Inducted into the American Quarter Horse Hall of Fame in 1993
Ken Fratis got a late start in the Quarter Horse industry, but when he got involved, it was in a big way.
In the early 1940s, Fratis was first introduced to the American Quarter Horse through some neighbors. With the purchase of one of their colts, King Billy by King P-234, Fratis was launched into the horse business. Fratis used King Billy as a stock and roping horse, and enjoyed a good deal of success in competitive roping.

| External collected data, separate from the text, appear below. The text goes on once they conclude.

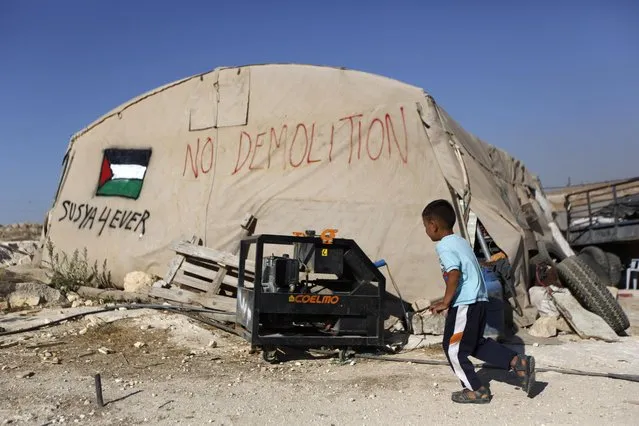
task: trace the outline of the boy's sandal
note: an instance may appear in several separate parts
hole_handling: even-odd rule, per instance
[[[517,355],[517,361],[515,362],[513,370],[517,373],[517,377],[521,379],[522,390],[530,396],[533,385],[535,384],[535,358],[528,355]],[[520,372],[523,372],[524,375],[520,375]]]
[[[464,389],[453,392],[451,399],[453,402],[460,404],[488,404],[491,400],[491,396],[490,391],[486,388],[476,391]]]

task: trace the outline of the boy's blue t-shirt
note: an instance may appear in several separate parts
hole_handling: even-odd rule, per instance
[[[453,296],[453,307],[488,301],[481,267],[468,241],[459,235],[447,235],[437,243],[435,249],[445,280],[453,269],[461,272],[457,291]]]

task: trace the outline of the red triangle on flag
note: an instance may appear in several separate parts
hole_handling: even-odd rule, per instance
[[[107,160],[106,156],[102,160],[102,170],[100,171],[100,183],[98,186],[102,186],[107,183],[113,177],[113,172],[111,171],[111,164],[109,160]]]

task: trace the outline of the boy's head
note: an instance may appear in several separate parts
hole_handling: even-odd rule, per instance
[[[446,200],[435,200],[424,207],[422,220],[426,234],[433,241],[439,241],[453,233],[457,217],[455,209]]]

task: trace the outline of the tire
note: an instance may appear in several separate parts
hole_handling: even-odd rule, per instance
[[[607,287],[612,285],[610,282],[610,273],[608,269],[604,269],[591,255],[589,252],[579,253],[577,257],[584,261],[586,265],[590,269],[593,270],[594,273],[599,277],[598,284]]]
[[[579,257],[571,256],[557,265],[559,277],[572,295],[590,312],[599,315],[615,333],[621,335],[630,327],[625,312],[597,274]]]
[[[551,265],[566,259],[559,246],[553,242],[537,241],[537,250],[539,251],[537,256]]]
[[[621,281],[621,275],[623,272],[623,265],[621,264],[621,259],[614,253],[606,253],[608,257],[608,273],[610,275],[610,282],[614,287],[619,285],[619,281]]]
[[[588,253],[590,257],[592,257],[595,260],[595,262],[601,265],[601,267],[605,271],[608,271],[608,256],[606,256],[606,252],[600,249],[599,247],[597,246],[584,247],[583,249],[581,249],[579,253],[580,254]]]

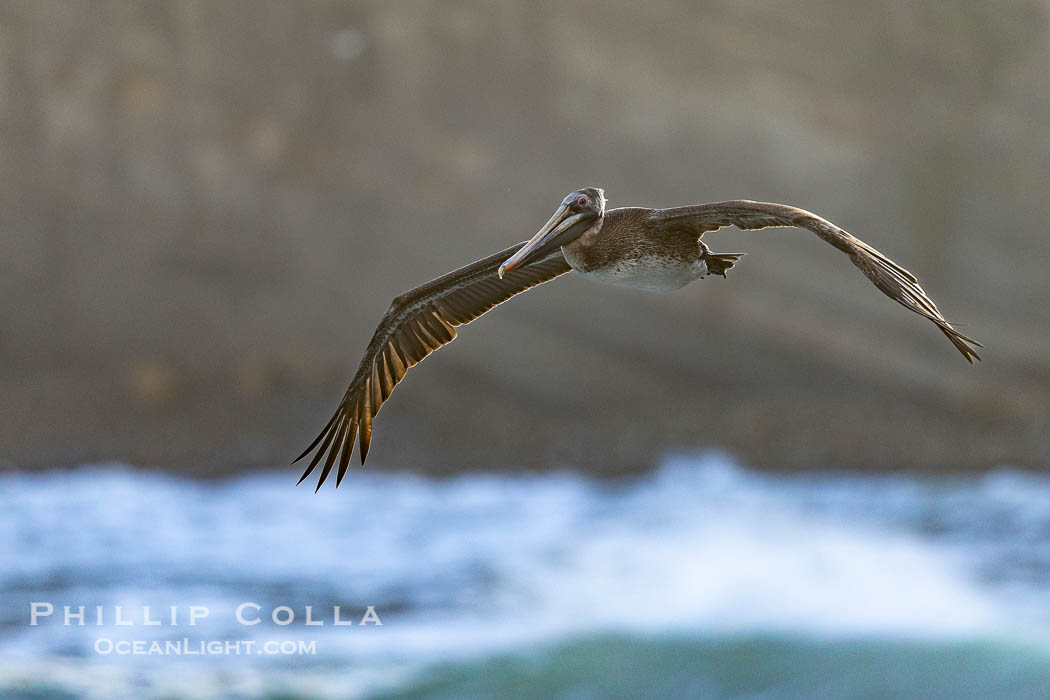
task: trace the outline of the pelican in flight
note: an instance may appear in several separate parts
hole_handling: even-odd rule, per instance
[[[849,256],[883,294],[932,321],[971,364],[981,344],[955,330],[910,272],[838,226],[785,204],[730,200],[673,209],[605,209],[605,192],[570,193],[530,240],[409,290],[390,304],[335,415],[296,462],[316,449],[302,483],[324,458],[317,489],[338,460],[338,487],[354,441],[361,464],[372,420],[410,367],[456,337],[456,326],[538,284],[576,271],[593,280],[650,291],[680,289],[706,275],[726,276],[742,253],[714,253],[701,240],[723,226],[807,229]]]

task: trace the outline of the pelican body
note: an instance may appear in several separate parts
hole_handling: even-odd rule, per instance
[[[684,228],[647,226],[652,210],[613,209],[562,255],[588,279],[650,292],[670,292],[712,271],[725,274],[739,256],[713,256],[696,234]]]
[[[302,483],[324,459],[317,489],[338,462],[336,486],[360,439],[364,464],[372,421],[394,386],[439,347],[456,327],[538,284],[575,271],[598,282],[655,292],[680,289],[709,274],[726,276],[742,253],[714,253],[704,233],[725,226],[807,229],[849,256],[886,296],[925,317],[969,362],[981,344],[959,333],[915,276],[860,239],[803,209],[786,204],[731,200],[676,207],[606,210],[605,193],[586,187],[569,193],[536,235],[523,243],[442,275],[396,297],[379,322],[365,356],[335,414],[295,461],[316,449]]]

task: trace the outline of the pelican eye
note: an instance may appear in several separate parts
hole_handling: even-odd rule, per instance
[[[587,199],[587,195],[585,194],[581,194],[579,197],[576,198],[576,206],[578,207],[585,207],[590,203],[591,201]]]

Through those same neighbors, Fratis became involved with Quarter Horse racing. His neighbors were bringing horses from Arizona, and Fratis bought a few and broke them to ride. Among the group was a filly named Hot Foot, whom Fratis raced successfully.

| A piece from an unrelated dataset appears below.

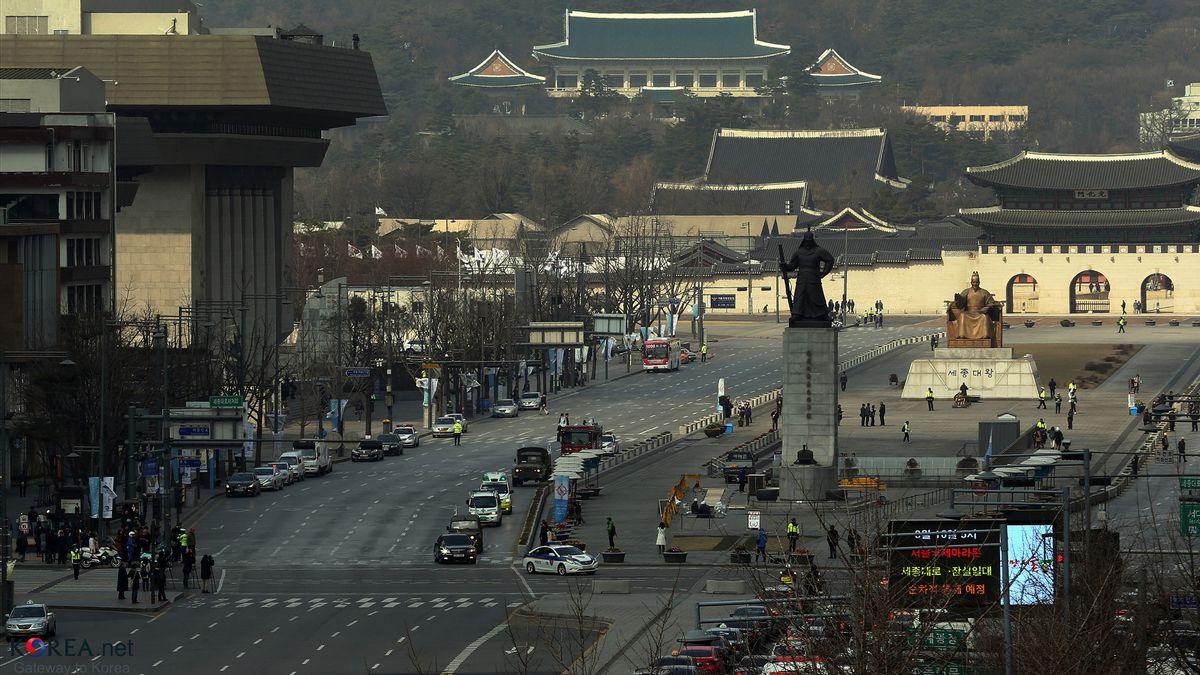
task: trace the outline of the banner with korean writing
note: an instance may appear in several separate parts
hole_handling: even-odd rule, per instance
[[[571,477],[565,474],[554,476],[554,522],[567,519],[567,505],[571,495]]]
[[[893,520],[888,588],[910,607],[977,607],[1000,597],[996,520]]]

Incidentally, the California rancher’s first area of service for AQHA was as a state representative on the AQHA Racing Committee. Before long, Fratis was elected to the AQHA Executive Committee and was elected president in 1959. He followed on the heels of J. Ernest Browning. The battle between the “bulldog men” and the Thoroughbred-Quarter-cross supporters had ended, but bitterness remained. However, Fratis’ term in office was relatively quiet.
Fratis served on the finance and international committees and as the director of youth activities for a short period during the mid-1960s.
Through other racing enthusiasts, Fratis heard about Ott Adams and a stallion called Joe Moore. On his first visit to Texas, Fratis bought two colts form Adams. One of the colts, Lee Moore by Joe Moore, turned into a successful racehorse and sire of runners and roping horses.
Fratis also leased Chicaro Bill as a breeding stallion and Sugar Bars, racing him as a 2 and 3-year-old.
Fratis died in 1980, and was inducted into the American Quarter Horse Hall of Fame in 1993.